But until this week, Google has been telling us that it’s fixing the problem, delivering its self-styled privacy first web. “Chrome [has] announced its intent to remove support for third-party cookies” by early 2022, the company assured us in March. “We’re making explicit, that once third-party cookies are phased out, we will not build alternate identifiers to track individuals as they browse across the web.”

But now it’s all change. Whether by accident or design, Google confirmed its surprise delay to this removal of tracking cookies in among the news of iOS 15 and Windows 11. The likely new timeframe to “phase out third-party cookies [is] a three month period, starting in mid-2023 and ending in late 2023.”


Google and the ad industry “will continue to track and profile users via cookies until at least 2023,” Brave responded, “and probably indefinitely via login-based Google account tracking in Chrome. But online privacy is a swelling wave. Google is already under water and appears to be in desperate need of major reforms well before 2023.”

Meeting the needs of the advertising industry, while preserving the privacy of 2.6 billion users, is starting to look like an impossible puzzle for Google to solve. “It’s as though Google has defined two sides,” researchers Tommy Mysk and Talal Haj Bakry told me. “User privacy and advertisers.
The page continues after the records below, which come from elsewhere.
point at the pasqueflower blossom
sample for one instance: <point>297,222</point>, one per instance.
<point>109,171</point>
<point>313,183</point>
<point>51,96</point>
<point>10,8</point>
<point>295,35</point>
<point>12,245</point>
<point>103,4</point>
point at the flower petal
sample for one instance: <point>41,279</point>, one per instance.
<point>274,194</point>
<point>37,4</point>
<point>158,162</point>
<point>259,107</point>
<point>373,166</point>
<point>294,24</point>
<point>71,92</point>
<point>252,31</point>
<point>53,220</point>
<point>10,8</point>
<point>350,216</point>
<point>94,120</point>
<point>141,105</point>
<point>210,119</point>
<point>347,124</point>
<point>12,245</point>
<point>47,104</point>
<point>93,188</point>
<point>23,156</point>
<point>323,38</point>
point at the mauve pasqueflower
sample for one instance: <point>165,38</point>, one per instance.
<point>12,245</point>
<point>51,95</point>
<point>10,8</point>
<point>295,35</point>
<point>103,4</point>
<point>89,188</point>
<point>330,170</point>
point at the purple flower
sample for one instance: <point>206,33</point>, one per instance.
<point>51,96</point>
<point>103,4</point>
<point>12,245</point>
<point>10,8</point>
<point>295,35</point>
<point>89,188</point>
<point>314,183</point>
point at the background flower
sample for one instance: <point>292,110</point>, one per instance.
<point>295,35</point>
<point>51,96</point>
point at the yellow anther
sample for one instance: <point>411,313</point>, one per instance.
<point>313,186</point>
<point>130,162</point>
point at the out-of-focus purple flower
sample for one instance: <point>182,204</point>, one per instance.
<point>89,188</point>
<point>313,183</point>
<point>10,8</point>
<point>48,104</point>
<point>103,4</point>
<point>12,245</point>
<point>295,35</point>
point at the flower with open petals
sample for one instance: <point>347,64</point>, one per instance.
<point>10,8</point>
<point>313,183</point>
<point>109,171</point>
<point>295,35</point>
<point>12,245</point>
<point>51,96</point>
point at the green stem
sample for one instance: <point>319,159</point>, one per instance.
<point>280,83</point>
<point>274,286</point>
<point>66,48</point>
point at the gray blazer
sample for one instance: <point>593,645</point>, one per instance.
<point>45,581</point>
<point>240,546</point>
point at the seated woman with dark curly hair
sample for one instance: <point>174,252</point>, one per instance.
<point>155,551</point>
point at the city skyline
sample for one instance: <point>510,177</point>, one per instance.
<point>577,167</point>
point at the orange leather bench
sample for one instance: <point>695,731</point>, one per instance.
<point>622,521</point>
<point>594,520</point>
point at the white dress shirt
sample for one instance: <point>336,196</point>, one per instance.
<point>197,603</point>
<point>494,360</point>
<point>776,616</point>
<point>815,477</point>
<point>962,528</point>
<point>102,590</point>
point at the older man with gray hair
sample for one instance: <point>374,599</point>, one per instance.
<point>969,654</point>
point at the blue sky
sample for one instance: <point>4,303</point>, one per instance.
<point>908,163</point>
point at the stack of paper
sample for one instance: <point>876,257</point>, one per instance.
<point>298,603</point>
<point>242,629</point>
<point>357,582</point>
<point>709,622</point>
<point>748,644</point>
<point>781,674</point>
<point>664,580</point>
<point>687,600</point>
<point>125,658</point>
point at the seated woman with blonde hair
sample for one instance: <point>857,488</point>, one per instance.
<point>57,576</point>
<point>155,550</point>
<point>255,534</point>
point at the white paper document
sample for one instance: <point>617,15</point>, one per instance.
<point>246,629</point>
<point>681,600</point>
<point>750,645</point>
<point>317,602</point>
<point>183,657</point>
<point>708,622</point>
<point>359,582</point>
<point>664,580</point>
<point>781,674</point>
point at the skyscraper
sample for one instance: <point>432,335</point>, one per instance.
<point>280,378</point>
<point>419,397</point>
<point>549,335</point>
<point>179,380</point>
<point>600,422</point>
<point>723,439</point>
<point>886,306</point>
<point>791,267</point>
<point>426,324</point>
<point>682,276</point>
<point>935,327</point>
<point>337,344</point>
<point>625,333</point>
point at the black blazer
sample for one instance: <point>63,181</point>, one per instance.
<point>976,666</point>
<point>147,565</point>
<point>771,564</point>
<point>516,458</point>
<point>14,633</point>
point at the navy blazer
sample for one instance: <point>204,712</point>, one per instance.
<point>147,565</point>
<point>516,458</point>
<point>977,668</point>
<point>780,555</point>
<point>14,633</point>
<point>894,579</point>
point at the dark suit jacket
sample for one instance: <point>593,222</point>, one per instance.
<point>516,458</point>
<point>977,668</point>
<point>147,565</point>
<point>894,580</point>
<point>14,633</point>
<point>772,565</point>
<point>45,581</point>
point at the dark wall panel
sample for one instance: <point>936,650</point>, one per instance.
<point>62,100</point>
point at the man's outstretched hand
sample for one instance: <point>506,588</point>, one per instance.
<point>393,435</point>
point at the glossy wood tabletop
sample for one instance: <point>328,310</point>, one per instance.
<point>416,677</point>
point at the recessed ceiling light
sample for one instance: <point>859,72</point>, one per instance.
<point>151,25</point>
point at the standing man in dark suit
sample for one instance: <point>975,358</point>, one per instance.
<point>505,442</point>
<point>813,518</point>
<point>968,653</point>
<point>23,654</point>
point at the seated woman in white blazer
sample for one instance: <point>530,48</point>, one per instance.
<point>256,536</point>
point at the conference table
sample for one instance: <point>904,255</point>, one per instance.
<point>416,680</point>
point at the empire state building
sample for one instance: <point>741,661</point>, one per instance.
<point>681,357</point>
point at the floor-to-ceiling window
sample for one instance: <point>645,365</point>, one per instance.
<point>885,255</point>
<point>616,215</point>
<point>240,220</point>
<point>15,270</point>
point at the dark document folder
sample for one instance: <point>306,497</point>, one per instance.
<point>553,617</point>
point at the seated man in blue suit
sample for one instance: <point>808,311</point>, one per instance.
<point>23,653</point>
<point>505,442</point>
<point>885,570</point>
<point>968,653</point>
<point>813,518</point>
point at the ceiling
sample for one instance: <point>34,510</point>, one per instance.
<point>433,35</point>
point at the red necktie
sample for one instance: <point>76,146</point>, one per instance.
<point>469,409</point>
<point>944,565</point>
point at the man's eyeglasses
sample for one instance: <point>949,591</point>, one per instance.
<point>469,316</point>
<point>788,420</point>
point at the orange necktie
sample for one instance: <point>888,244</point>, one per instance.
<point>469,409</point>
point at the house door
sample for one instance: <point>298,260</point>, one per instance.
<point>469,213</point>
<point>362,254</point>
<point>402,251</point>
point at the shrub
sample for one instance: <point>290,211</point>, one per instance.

So far Google has sided with advertisers.”
 
I use Firefox but there's so many web browser alternatives that if Google does fuck up then switching isn't a problem. Chromium is an alternative for those using Chrome. It's Chrome without the Google crap.
 
Forbes is being hyperbolic, as it often is. Chrome didn't suddenly get worse. If you were fine with it before, nothing's going to change; if you objected to Chrome over privacy concerns, you probably weren't using it anyway. That doesn't make the delay perfectly acceptable, but this is not the make-or-break moment where you toss Google's browser once and for all.
 
Beware ....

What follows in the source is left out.